Moonlight feathers treetops
reveals hill slopes, shadows gullies
sketches out my beautiful Exmoor.
Lone headlights angle skywards on the west horizon
twisting along the high road.
I watch at the window on this cold night
as the car winds along towards us
praying
(to however may
or may not be listening)
that traitor Moon
will not glint on my rifle barrel.
Gripping the gun with amateurs nerves,
I reach for Eva’s hand
and we hold our breath while
a child cries fitfully in the house.
We all have broken sleep in these remaining days.

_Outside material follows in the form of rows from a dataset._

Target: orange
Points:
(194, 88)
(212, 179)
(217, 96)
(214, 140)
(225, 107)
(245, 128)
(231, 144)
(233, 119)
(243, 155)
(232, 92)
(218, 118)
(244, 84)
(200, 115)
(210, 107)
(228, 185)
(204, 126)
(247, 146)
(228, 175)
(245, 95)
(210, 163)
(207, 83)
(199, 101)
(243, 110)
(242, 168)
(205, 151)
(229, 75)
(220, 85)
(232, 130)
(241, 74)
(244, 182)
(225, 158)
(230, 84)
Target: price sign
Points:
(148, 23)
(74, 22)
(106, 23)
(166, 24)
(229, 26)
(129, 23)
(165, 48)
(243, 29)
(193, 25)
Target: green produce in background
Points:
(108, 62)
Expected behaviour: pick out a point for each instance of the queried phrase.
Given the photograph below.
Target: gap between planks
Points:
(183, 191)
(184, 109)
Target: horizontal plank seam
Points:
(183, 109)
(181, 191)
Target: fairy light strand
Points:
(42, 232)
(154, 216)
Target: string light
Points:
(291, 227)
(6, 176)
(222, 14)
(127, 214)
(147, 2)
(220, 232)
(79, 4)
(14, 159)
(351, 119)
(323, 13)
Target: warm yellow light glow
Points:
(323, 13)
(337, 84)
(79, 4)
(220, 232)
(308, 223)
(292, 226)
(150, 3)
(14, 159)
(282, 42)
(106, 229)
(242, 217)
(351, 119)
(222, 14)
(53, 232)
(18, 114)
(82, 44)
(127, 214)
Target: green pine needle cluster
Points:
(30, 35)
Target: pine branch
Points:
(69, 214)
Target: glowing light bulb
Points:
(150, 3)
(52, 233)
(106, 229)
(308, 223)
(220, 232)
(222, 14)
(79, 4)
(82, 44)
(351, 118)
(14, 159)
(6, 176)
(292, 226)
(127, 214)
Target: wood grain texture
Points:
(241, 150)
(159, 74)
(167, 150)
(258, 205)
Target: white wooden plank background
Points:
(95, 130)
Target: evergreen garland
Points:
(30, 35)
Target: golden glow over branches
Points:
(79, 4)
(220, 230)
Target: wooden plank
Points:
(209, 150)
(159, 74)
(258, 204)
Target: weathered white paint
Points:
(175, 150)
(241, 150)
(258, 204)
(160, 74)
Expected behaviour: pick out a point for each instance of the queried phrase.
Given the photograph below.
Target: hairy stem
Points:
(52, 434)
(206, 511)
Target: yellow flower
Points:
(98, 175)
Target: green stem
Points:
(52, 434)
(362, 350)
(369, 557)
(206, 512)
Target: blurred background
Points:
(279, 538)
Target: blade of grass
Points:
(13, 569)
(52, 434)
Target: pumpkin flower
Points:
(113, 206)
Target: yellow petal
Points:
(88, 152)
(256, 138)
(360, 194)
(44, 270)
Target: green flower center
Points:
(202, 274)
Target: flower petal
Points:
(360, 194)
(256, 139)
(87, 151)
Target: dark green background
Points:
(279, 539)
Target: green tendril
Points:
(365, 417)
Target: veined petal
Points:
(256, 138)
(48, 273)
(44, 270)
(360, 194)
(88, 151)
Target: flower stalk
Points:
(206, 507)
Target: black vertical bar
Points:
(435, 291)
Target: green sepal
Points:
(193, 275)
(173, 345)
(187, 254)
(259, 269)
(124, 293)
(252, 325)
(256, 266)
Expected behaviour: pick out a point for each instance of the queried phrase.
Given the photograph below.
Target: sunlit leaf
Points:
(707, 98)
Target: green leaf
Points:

We eke out, stand watch, wait.
For what? For a quiet death perhaps.
But in the day we want very much to live
so we tend straggling sheep, shoot rabbit,
go on.
Fear clutches my gut as the car turns past empty houses
and down along our valley road,
and a form of relief washes us as it continues on
following the river to richer pickings in the southern towns.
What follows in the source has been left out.